Creating multiple objects in RDataFrame::Define

zhubacek · July 26, 2021, 12:24pm

Hi,
As mentioned in https://sft.its.cern.ch/jira/browse/ROOT-9766, I’m trying to profile a potential bottleneck:

I’m looking for a solution which would work and scale well in case of a definition of N~1000 objects which are then filled to a vector of histograms.
The usecase is N systematics variations of a given observable which in my case is a triple differential cross section so filling vector of TH3D.
The proposed solution in the jira is to fill a vector of histograms at once with the Aggregate action, something like:

    ROOT::RDF::RResultPtr<ROOT::VecOps::RVec<TH3D>> output3D;
    output3D = DF->Define("SystVec",FillSystVector,{"SystBranch","EventWeight"}).Aggregate(Fill3DVec,add_vector3Dhistos,"SystVec",*hempty3DVec);

FillSystVector is a function which defines a vector of MyObject and Fill3DVec takes this vector and fills a correspoding histogram in a vector of histograms

Merger function:

auto add_vector3Dhistos = [] (ROOT::VecOps::RVec<TH3D> v1, ROOT::VecOps::RVec<TH3D> v2)
{
  for (int syst=0; syst<v1.size(); syst++)
    {
      v1[syst].Add(&(v2[syst]));
    }
  return v1;
};

Identity (not sure this is the most optimal way, it is adapted from previous/simpler usecase - the shared_ptr<ROOT::VecOps::RVec<TH3D>> is passed as identity to the Aggregate call

 ROOT::VecOps::RVec<ROOT::RDF::TH3DModel*> model3Dvec(nsyst);
 ROOT::VecOps::RVec<TH3D> hempty3Dvec(nsyst);
  for (int syst=0; syst<nsyst; syst++)
    {
      model3Dvec[syst] = new ROOT::RDF::TH3DModel(model3Dname.c_str(),model3Dname.c_str(),binsX.size()-1, &binsX[0], binsY.size()-1, &binsY[0], binsZ.size()-1, &binsZ[0]);
      hempty3Dvec[syst] = *(model3Dvec[syst]->GetHistogram());
    }
 std::shared_ptr<ROOT::VecOps::RVec<TH3D>> hempty3DVec=std::make_shared<ROOT::VecOps::RVec<TH3D>>(hempty3Dvec);

Performance-wise, it corresponds roughly 1500 TH3D (~200bins each) x 1-10 observables

I’m now investigating optimal running/bottlenecks:

Testing on 10M events in 16 input files, I get the most optimal running in 10 threads? (for example splitting to 25 threads (machine has 32 CPUs) almost doubles both Real Time and Cpu Time?)
In running on the 10 threads, I tried to see if RDataFrame is going to show any significant time spent with

  auto level =  ROOT::Experimental::ELogLevel::kDebug;
  auto verbosity = ROOT::Experimental::RLogScopedVerbosity(ROOT::Detail::RDF::RDFLogChannel(), level);

Initial JIT took about 2.2s then
Info in <[ROOT.RDF] Info /build/jenkins/workspace/lcg_release_pipeline/build/projects/ROOT-v6.24.00/src/ROOT/v6.24.00/tree/dataframe/src/
RLoopManager.cxx:670 in void ROOT::Detail::RDF::RLoopManager::Run()>: Finished event loop number 0 (24619.2s CPU, 2521.99s elapsed).
Total number of events: 10184588
Real Time = 3140.547s, Cpu Time = 25234.720s
Info in <[ROOT.RDF] Info /build/jenkins/workspace/lcg_release_pipeline/build/projects/ROOT-v6.24.00/src/ROOT/v6.24.00/tree/dataframe/src/
RLoopManager.cxx:613 in void ROOT::Detail::RDF::RLoopManager::Jit()>: Nothing to jit and execute.
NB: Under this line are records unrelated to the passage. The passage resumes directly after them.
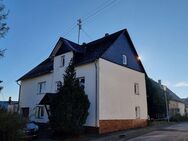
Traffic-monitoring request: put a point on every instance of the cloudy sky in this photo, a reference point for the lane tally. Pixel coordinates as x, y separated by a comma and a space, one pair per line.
158, 28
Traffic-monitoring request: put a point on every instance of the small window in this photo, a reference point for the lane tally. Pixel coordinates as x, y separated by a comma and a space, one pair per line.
58, 85
137, 112
136, 88
62, 61
82, 82
39, 113
124, 59
41, 87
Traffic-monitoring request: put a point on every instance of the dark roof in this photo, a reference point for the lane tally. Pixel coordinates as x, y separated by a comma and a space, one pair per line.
43, 68
95, 49
172, 95
83, 54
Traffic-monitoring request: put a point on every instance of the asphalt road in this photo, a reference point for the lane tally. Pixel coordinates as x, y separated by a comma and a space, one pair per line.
178, 132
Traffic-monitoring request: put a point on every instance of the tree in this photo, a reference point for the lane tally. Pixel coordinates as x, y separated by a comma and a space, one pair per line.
3, 25
155, 99
69, 110
11, 126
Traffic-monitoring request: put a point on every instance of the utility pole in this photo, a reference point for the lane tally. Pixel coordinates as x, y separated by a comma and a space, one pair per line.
79, 28
166, 102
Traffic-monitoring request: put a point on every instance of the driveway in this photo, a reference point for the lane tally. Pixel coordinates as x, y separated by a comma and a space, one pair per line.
177, 132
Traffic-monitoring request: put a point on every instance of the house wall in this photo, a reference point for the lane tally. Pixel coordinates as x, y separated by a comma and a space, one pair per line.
182, 108
122, 47
117, 100
176, 105
88, 71
29, 96
59, 71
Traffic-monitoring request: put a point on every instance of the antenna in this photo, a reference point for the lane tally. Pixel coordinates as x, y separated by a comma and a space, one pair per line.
79, 28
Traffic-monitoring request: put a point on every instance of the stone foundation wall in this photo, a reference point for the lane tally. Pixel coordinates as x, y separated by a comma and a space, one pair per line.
106, 126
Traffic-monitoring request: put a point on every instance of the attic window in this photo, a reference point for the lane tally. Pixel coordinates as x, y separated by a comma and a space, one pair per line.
124, 59
62, 61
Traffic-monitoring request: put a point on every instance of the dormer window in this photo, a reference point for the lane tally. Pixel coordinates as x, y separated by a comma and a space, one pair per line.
62, 61
124, 59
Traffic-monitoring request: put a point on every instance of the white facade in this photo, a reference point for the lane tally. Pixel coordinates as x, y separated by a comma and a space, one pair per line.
110, 89
176, 107
29, 96
117, 99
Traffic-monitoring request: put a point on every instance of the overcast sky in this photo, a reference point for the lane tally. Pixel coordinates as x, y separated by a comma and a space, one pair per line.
158, 28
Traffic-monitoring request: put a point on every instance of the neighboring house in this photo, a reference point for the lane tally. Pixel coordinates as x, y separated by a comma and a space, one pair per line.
10, 106
185, 100
111, 73
176, 104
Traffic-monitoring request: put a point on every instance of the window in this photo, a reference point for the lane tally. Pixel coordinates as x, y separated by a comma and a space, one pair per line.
58, 85
124, 59
137, 111
39, 113
82, 82
41, 87
136, 88
62, 61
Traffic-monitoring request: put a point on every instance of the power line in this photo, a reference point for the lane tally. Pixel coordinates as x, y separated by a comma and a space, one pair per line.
88, 18
69, 30
89, 37
99, 11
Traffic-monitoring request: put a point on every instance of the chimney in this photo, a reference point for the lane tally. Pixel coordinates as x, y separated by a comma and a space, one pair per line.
159, 82
106, 34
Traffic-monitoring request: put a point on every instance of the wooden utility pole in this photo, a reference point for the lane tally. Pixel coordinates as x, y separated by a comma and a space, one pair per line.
79, 28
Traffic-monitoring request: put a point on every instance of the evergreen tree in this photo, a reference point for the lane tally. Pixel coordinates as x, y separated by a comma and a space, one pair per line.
69, 110
155, 99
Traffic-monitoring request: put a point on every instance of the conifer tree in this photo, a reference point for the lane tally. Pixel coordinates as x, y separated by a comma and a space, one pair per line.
69, 110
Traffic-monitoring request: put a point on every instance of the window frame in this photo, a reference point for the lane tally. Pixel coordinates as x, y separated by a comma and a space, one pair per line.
41, 90
82, 84
137, 112
62, 61
124, 59
39, 112
136, 89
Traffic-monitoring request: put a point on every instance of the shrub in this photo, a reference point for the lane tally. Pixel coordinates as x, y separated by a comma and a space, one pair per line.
69, 110
10, 126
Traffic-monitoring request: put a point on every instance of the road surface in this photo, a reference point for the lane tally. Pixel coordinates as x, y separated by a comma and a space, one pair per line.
178, 132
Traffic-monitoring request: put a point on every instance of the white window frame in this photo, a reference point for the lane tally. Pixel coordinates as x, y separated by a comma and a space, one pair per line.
124, 57
42, 87
137, 112
82, 84
39, 112
136, 88
62, 61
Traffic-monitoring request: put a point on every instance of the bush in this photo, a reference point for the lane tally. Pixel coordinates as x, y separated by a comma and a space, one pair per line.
10, 126
178, 118
69, 109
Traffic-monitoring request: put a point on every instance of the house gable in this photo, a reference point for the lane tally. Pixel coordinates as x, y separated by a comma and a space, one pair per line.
123, 46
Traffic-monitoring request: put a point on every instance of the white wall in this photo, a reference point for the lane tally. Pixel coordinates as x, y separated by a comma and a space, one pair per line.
182, 108
29, 96
116, 92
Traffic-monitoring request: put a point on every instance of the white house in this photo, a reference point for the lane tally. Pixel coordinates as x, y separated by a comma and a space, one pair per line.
111, 73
It seems there is a significant portion of time spent in postprocessing of the result - the difference between the 2521.99s shown by RDataFrame and Real Time = 3140.547s in my printout (see also attached psrecord:
psrecord_260721_syst10

I’m thinking it’s the 10 CPUs x 1500 x 3 TH3D histograms getting merged together? Is there anything which could be improved (it seems to run only a single thread)

I also tried a profiller (vtune) - it seems that at the moment the most intensive part is TAxis::FindBin/TH3::Fill/TH2::Fill so there probably isn’t much about this part

Cheers,
Zdenek

_ROOT Version: 6.24
Platform: Not Provided
Compiler: Not Provided

eguiraud · July 27, 2021, 7:38am

Hi @zhubacek ,
alright, that should be faster than the version with 1000s of Defines, right?
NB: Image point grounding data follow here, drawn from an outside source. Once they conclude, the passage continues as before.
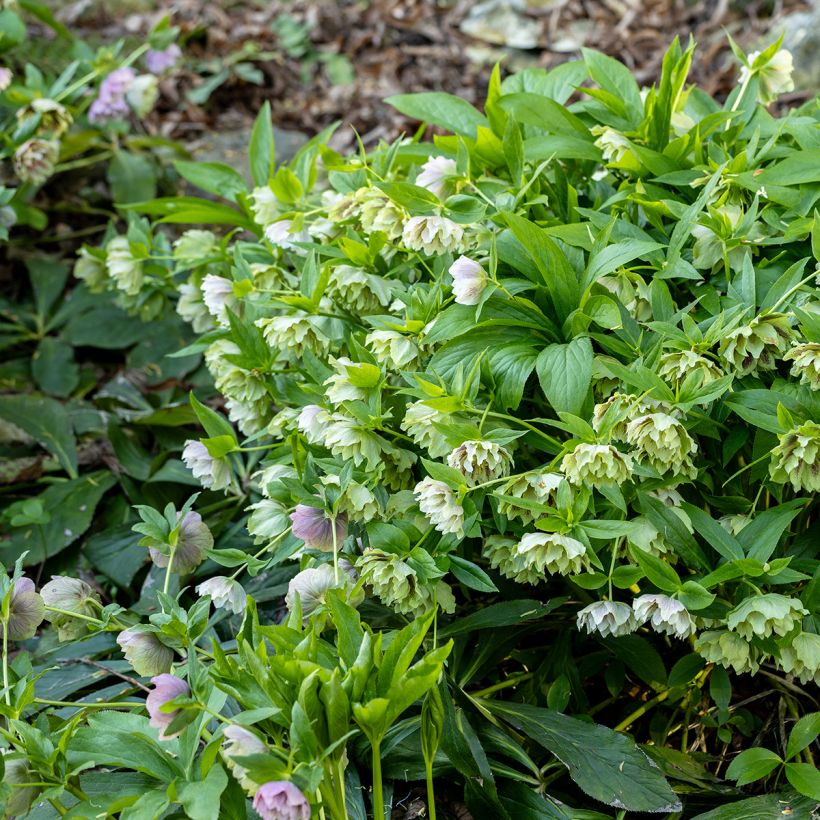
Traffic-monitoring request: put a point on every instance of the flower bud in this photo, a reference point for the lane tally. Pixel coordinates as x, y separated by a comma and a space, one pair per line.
664, 614
552, 552
240, 742
607, 618
166, 688
469, 280
225, 593
26, 610
480, 461
802, 657
35, 159
159, 60
596, 464
728, 649
438, 502
663, 442
193, 540
432, 234
281, 800
435, 174
122, 267
758, 345
213, 473
72, 595
764, 615
316, 528
806, 358
796, 458
144, 651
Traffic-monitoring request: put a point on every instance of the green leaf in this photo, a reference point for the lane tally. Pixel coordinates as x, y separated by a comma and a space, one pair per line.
565, 374
805, 777
213, 177
132, 177
471, 575
47, 421
752, 764
604, 764
261, 152
54, 368
441, 109
71, 505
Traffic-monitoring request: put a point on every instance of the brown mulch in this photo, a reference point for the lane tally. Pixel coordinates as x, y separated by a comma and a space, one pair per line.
398, 46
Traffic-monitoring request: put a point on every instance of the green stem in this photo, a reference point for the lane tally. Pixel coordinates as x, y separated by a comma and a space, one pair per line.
378, 794
6, 663
81, 705
431, 797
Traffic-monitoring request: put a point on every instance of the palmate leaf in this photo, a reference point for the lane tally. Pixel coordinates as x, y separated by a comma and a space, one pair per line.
604, 764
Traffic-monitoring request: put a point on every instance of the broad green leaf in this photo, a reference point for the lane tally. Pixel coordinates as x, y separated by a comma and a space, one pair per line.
47, 422
604, 764
438, 108
565, 374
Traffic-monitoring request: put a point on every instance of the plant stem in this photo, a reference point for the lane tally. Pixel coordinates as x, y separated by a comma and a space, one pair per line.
81, 705
378, 795
431, 797
6, 663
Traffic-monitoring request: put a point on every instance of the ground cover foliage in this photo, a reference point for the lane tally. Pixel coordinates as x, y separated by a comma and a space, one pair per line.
506, 502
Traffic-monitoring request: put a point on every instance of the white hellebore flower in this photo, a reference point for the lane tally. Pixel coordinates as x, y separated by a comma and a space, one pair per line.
438, 502
218, 296
432, 234
664, 614
469, 280
213, 473
434, 173
226, 593
607, 618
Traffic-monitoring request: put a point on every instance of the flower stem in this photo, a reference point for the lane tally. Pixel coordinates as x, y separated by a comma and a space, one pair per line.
378, 795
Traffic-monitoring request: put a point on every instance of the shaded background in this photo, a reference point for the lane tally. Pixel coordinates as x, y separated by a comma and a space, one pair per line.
318, 61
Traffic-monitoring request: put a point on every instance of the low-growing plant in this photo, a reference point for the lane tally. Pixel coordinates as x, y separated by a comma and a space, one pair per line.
532, 408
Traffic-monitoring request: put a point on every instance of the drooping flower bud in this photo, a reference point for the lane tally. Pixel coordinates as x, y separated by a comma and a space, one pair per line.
225, 593
469, 280
144, 651
729, 649
26, 610
71, 595
796, 458
122, 267
664, 614
213, 473
480, 461
432, 234
35, 159
607, 618
758, 345
764, 615
438, 502
552, 553
596, 464
281, 800
806, 363
166, 688
240, 742
316, 528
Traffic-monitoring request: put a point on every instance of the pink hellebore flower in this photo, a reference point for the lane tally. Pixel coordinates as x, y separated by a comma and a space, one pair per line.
166, 688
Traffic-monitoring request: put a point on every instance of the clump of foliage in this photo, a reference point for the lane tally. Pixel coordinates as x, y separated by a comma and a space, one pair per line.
527, 417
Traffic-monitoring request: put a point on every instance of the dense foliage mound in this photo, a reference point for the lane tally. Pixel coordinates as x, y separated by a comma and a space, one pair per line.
528, 418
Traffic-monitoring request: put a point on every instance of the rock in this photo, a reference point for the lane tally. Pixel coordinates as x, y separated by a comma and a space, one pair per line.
502, 22
801, 36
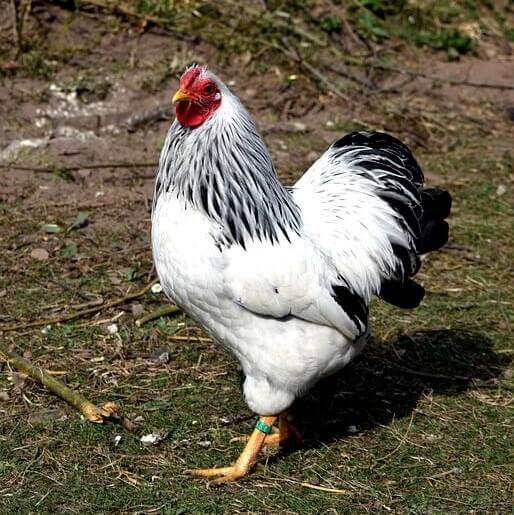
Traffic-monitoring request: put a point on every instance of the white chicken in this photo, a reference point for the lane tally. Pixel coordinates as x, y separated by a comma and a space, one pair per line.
282, 277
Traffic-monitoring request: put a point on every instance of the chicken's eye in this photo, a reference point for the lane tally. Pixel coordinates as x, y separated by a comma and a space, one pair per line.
209, 89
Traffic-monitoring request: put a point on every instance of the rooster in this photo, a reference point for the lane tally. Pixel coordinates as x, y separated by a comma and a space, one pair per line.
283, 277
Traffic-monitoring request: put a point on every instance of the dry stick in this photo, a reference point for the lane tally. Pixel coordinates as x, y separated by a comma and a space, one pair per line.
158, 313
78, 314
77, 167
109, 411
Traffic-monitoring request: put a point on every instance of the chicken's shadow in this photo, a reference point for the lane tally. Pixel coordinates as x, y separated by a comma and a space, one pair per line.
387, 380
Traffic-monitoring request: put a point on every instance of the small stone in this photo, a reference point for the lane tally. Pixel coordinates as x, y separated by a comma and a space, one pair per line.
112, 328
501, 190
39, 254
137, 309
161, 356
152, 439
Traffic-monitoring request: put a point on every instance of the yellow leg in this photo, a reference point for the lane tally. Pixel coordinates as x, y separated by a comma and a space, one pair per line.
284, 435
245, 461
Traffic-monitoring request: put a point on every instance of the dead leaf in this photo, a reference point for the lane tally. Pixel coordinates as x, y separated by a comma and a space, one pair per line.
39, 254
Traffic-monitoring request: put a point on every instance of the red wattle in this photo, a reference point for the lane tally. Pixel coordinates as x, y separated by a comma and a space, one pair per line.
190, 114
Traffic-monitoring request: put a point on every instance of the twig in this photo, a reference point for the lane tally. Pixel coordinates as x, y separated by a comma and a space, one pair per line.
78, 314
66, 169
402, 441
337, 491
109, 411
452, 82
21, 10
158, 313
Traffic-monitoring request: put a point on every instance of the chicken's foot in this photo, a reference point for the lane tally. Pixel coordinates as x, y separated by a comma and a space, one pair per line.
246, 459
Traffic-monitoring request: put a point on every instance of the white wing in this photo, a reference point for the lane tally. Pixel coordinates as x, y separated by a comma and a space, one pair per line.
360, 205
289, 279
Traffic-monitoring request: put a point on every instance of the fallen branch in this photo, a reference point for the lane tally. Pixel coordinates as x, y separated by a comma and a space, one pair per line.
78, 314
66, 169
158, 313
92, 413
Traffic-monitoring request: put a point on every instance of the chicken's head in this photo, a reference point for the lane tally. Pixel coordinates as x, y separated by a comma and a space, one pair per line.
197, 98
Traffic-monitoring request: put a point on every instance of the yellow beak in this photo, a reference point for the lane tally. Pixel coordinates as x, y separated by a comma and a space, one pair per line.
180, 96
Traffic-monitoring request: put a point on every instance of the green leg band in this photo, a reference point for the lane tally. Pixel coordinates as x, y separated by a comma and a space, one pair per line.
263, 427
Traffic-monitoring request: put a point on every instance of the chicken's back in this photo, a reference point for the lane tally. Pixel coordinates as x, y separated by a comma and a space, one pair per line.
364, 205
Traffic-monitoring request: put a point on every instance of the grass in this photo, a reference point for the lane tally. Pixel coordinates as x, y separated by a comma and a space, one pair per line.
420, 423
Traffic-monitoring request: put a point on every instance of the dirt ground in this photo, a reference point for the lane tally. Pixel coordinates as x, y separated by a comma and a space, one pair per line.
420, 425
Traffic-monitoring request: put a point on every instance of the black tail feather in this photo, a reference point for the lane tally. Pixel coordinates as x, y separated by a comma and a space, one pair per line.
404, 292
Could you please share a minimal reproducer that I can run? I’d love to make flamegraphs for the run at 10 and at 32 cores to see what callstack is taking more time exactly. Also without a minimal working code I am not 100% sure I understand how things work exactly at the moment.
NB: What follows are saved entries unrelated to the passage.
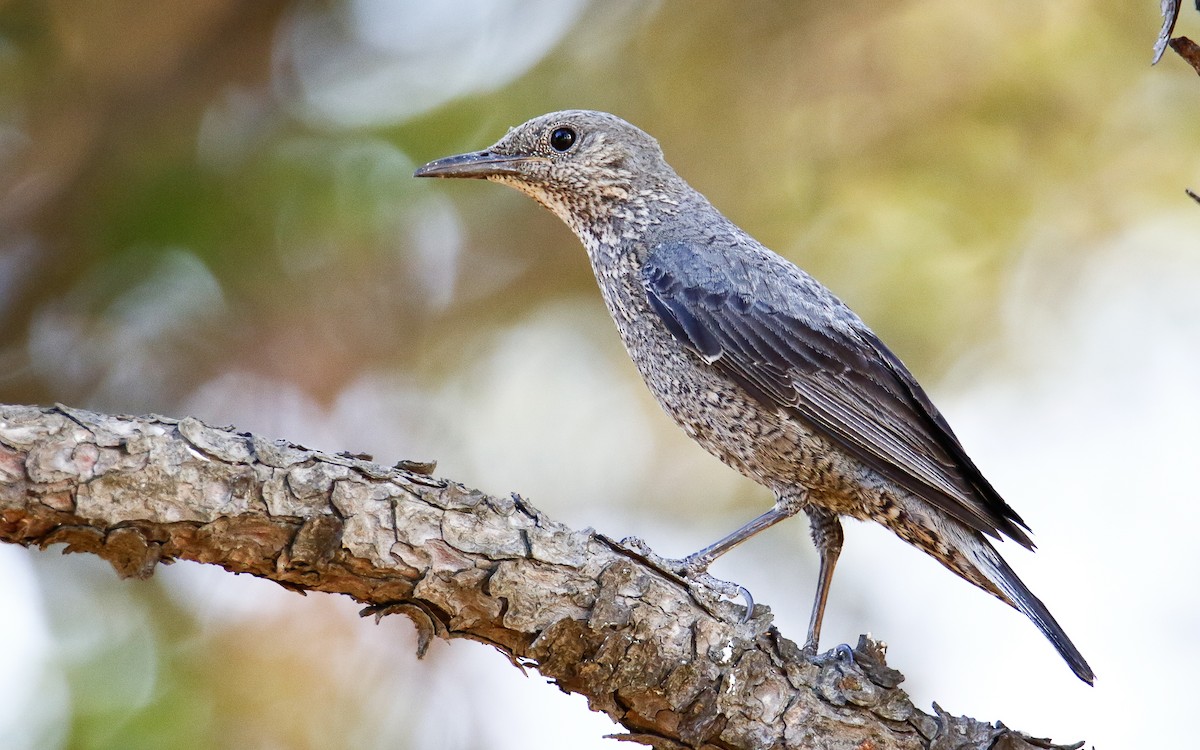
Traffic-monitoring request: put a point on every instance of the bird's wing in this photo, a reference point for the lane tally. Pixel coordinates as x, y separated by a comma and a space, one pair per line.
792, 346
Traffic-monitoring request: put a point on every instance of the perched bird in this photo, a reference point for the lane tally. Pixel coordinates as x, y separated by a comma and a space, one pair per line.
759, 363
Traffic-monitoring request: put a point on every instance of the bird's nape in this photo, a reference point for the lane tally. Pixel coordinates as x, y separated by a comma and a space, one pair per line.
761, 364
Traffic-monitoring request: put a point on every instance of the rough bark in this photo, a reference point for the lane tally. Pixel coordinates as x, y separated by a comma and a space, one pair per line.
675, 666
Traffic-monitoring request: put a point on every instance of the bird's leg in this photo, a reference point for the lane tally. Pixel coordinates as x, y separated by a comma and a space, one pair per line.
699, 562
827, 537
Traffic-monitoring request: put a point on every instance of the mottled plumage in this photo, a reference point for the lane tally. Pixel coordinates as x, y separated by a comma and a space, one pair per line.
759, 363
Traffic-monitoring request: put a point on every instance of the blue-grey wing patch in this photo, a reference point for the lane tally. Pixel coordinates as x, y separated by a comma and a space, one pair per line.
839, 379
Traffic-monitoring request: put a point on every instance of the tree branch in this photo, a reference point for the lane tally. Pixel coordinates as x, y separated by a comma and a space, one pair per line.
673, 666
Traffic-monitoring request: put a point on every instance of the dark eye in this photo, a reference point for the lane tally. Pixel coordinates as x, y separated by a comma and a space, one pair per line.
562, 139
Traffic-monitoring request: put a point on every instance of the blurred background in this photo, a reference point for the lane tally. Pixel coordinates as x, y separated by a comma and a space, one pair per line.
207, 209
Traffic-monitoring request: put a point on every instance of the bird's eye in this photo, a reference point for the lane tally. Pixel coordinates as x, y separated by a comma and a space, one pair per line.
562, 139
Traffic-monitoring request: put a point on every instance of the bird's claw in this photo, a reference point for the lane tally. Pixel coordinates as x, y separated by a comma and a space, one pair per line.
693, 573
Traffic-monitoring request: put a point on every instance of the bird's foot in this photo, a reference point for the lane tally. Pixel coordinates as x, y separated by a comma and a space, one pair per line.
841, 653
693, 573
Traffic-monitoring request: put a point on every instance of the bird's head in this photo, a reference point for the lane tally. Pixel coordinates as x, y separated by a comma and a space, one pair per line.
583, 166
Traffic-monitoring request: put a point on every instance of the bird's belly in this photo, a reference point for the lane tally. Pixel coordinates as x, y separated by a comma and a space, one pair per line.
772, 448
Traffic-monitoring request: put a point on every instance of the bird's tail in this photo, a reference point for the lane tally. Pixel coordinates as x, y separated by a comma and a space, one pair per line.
1015, 593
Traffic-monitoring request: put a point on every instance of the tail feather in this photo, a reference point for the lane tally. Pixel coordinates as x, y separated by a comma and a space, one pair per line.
1013, 591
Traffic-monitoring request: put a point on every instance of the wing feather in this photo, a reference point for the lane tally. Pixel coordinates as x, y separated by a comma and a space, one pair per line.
810, 357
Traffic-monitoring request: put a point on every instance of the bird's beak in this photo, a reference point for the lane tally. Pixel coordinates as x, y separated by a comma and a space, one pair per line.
478, 165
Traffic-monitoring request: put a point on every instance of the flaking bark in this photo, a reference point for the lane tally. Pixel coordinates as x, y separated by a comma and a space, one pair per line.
675, 670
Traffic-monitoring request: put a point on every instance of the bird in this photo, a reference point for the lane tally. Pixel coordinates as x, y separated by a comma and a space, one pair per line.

Minor optimization (not the bottleneck):

-auto add_vector3Dhistos = [] (ROOT::VecOps::RVec<TH3D> v1, ROOT::VecOps::RVec<TH3D> v2)
+auto add_vector3Dhistos = [] (ROOT::VecOps::RVec<TH3D> &v1, ROOT::VecOps::RVec<TH3D> &v2)

Cheers,
Enrico

P.S.
also, what’s the baseline? What evts/s rate is acceptable for filling 1000s of histograms from N threads?

zhubacek · August 2, 2021, 12:32pm

Hi @eguiraud ,
Thanks! I will try to create a simpler reproducer (not sure how tricky it will be).

About the optimization - is this to avoid a copy? In the Aggregate documentation it says that the merger must be U(U,U) or void (std::vector<U>&) so I thought there is a difference between U and U& ?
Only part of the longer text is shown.